Примечательно, что хоронили
Гаршина не как самоубийцу. Его провожали в последний путь как слишком рано
умершего человека, видя в нем одну из самых больших надежд русской
литературы и в то же время трагический символ поколения 70–80-х годов 19
столетия. При этом были соблюдены все христианские обычаи и традиции и
возданы все необходимые почести.
Говоря о Гаршине,
необходимо иметь в виду следующее.
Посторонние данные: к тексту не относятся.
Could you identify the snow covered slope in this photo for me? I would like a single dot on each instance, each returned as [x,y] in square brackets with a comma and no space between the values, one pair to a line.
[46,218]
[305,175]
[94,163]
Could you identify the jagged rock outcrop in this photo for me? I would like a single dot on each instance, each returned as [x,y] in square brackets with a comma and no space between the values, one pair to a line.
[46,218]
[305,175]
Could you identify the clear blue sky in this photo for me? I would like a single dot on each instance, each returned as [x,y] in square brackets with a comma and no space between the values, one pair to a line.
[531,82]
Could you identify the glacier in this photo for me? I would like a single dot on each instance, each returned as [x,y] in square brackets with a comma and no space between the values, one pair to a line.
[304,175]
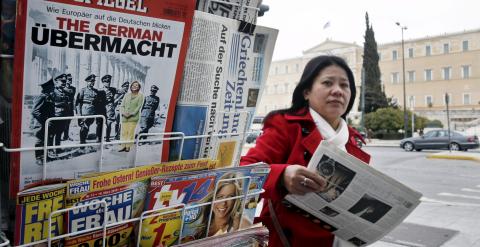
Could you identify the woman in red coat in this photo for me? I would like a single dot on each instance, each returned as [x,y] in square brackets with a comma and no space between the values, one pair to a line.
[320,103]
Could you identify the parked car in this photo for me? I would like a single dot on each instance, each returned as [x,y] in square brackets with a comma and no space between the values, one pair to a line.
[438,139]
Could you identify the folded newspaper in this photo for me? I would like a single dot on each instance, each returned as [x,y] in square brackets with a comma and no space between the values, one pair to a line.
[359,204]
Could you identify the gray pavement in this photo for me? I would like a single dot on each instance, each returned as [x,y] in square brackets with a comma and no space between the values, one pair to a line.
[433,222]
[473,155]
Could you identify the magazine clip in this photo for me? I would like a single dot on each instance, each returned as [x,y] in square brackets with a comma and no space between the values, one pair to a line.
[245,193]
[247,27]
[4,240]
[163,136]
[61,212]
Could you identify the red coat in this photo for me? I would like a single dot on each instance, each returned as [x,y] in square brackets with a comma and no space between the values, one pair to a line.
[289,139]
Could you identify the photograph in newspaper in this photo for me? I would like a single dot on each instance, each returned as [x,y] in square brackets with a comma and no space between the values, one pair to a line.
[225,73]
[369,208]
[82,58]
[337,176]
[359,203]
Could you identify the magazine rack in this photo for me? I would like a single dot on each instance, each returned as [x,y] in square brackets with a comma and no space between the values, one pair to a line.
[145,215]
[157,137]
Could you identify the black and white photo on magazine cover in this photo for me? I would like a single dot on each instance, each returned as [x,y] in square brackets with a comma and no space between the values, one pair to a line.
[370,208]
[337,176]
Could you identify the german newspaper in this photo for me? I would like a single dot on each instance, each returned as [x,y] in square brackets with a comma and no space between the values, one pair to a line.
[359,204]
[224,74]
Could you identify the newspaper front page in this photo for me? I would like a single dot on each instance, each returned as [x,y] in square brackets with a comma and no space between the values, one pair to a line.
[359,204]
[225,72]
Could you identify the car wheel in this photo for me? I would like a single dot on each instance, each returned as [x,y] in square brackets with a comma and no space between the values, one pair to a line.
[408,146]
[454,146]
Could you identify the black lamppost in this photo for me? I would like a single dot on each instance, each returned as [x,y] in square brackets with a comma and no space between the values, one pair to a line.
[405,116]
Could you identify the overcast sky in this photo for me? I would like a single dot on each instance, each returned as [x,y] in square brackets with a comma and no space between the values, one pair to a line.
[300,23]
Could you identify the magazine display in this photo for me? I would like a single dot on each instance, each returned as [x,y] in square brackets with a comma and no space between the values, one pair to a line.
[225,72]
[359,204]
[33,208]
[254,236]
[197,190]
[122,60]
[124,202]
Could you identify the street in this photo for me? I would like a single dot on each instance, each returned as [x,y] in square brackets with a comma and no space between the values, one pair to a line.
[449,214]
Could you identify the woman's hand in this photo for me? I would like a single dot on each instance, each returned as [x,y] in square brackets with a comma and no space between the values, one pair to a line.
[299,180]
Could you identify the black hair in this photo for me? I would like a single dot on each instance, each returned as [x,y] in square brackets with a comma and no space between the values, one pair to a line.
[312,69]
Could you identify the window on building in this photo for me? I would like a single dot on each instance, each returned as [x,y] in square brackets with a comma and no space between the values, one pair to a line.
[395,78]
[446,48]
[411,76]
[411,101]
[280,89]
[428,50]
[394,55]
[465,71]
[270,89]
[394,101]
[428,75]
[450,99]
[466,99]
[465,45]
[428,100]
[447,73]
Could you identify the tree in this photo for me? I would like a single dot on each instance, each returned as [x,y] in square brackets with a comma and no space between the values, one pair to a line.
[374,96]
[390,120]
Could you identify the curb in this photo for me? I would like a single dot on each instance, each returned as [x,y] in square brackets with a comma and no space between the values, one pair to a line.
[453,157]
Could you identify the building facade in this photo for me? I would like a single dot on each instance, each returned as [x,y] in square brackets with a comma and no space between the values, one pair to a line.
[434,66]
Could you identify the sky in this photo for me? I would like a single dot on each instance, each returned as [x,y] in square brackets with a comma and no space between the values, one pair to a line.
[301,22]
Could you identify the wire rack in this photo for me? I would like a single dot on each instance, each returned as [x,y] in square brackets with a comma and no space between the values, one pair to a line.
[152,137]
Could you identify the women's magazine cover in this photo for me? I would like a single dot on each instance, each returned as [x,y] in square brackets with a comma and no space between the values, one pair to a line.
[124,191]
[123,202]
[234,190]
[33,208]
[120,60]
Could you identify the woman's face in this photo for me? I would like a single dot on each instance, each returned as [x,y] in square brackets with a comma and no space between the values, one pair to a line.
[223,209]
[135,87]
[330,93]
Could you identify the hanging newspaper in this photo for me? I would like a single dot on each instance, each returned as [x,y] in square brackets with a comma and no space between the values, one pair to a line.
[225,72]
[359,204]
[243,10]
[122,60]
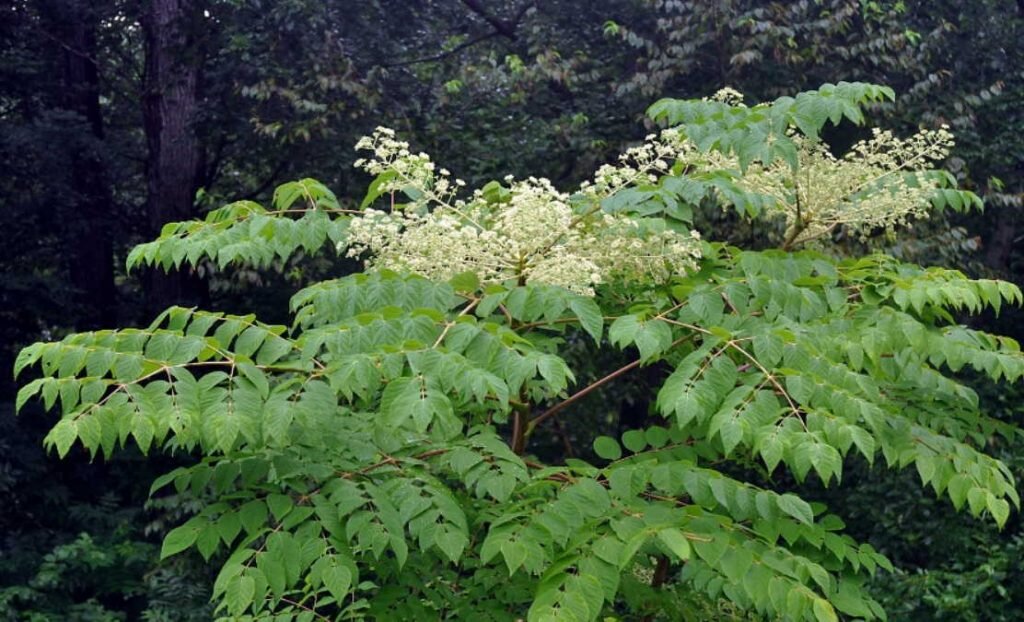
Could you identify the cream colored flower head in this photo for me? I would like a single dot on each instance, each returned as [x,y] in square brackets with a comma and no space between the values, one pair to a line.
[529,233]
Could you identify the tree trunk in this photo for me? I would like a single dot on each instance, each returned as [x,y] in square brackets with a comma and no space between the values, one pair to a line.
[88,224]
[174,165]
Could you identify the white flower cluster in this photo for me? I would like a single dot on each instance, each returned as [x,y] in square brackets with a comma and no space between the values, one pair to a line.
[641,164]
[530,234]
[880,183]
[416,170]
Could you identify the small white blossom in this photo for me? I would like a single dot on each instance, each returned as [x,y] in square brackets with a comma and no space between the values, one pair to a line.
[535,236]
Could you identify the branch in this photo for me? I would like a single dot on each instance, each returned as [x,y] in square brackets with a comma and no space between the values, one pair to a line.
[444,54]
[505,28]
[554,410]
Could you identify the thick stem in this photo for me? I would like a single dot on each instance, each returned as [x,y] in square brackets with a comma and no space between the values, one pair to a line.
[519,428]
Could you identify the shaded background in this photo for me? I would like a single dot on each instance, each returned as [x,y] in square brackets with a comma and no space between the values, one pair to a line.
[117,116]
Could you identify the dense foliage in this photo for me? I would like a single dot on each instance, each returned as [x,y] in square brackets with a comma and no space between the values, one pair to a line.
[374,459]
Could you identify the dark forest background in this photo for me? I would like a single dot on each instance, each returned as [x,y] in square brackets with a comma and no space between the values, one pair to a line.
[118,116]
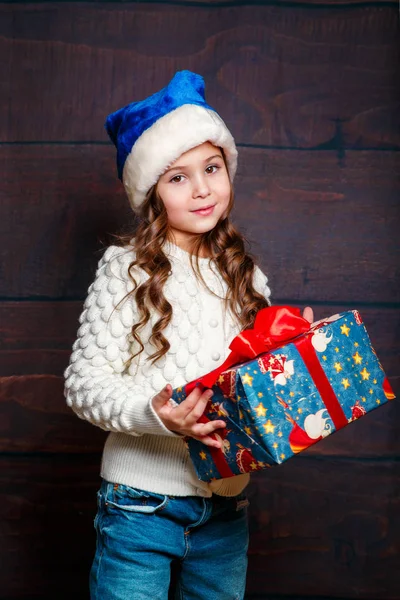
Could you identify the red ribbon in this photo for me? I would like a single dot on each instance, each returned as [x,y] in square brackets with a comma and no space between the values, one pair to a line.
[273,327]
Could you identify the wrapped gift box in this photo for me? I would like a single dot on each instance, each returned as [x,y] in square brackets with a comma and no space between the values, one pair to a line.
[284,400]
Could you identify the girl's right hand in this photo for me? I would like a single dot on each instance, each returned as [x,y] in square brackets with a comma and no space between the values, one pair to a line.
[182,418]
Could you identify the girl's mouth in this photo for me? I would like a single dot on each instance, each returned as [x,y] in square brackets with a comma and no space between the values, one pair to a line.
[205,211]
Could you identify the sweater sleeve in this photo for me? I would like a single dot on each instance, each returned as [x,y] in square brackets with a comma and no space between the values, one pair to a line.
[260,281]
[97,385]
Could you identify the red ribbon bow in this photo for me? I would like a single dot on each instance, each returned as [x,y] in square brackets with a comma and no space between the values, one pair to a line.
[273,327]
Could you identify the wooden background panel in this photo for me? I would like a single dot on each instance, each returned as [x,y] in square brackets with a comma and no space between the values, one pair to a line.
[36,337]
[326,528]
[35,418]
[266,69]
[35,345]
[326,231]
[305,517]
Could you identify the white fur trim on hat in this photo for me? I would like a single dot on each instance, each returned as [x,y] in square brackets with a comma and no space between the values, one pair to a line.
[170,136]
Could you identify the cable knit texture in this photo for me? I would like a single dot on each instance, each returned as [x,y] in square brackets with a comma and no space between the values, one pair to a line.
[140,451]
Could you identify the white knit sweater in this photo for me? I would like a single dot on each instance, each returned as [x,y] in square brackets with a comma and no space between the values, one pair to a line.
[140,451]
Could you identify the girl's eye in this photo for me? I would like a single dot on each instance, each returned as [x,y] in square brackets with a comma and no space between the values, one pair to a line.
[177,179]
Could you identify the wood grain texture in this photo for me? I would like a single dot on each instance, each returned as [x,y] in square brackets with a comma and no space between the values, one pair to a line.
[281,76]
[305,517]
[35,345]
[36,337]
[326,528]
[35,418]
[324,230]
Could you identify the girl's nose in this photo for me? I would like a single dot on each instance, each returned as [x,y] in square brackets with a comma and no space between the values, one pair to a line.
[201,187]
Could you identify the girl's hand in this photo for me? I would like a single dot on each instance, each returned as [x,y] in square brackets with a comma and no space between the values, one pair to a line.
[308,314]
[183,417]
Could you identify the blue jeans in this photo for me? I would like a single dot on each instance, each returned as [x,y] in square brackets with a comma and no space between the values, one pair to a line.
[140,534]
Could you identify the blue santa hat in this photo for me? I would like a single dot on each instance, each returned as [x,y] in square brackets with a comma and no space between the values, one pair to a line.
[151,134]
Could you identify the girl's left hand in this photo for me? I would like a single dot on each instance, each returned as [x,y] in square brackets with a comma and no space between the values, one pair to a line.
[308,314]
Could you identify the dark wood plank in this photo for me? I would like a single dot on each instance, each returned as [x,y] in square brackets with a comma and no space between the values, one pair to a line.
[281,76]
[324,231]
[312,535]
[36,337]
[326,528]
[47,509]
[35,418]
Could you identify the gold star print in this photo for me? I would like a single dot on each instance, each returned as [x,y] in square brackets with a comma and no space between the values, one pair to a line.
[364,374]
[344,329]
[269,428]
[248,379]
[261,410]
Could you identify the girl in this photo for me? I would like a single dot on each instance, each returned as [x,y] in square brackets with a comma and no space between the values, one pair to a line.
[161,312]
Он жил и творил в ту пору, когда в
отечественной литературе в силу влияния на умы людей революционной идеологии
преобладало не сознательное, открытое христианство, а христианство
бессознательное, опосредованное. Было бы, однако, ошибкой полагать, что с
возведением атеизма в ранг государственной политики христианские идеи и
мотивы совсем исчезли из русской литературы. Вопреки всему они продолжали
жить и плодоносить, изменилась лишь форма их проявления, ставшая более
изощренной и завуалированной. Характер гаршинского преломления
религиозно-христианских начал, помимо всего прочего, позволяет еще раз
убедиться в том, что атеизм, загнавший «в подполье» сознательное
христианство, оказался совершенно бессильным перед
xристианством
непроизвольным, «врожденным».
Знавших Всеволода Михайловича
поражала исключительная его веротерпимость. Гаршина очень многие принимали
за своего: евреи за еврея, цыгане за цыгана, татары за татарина.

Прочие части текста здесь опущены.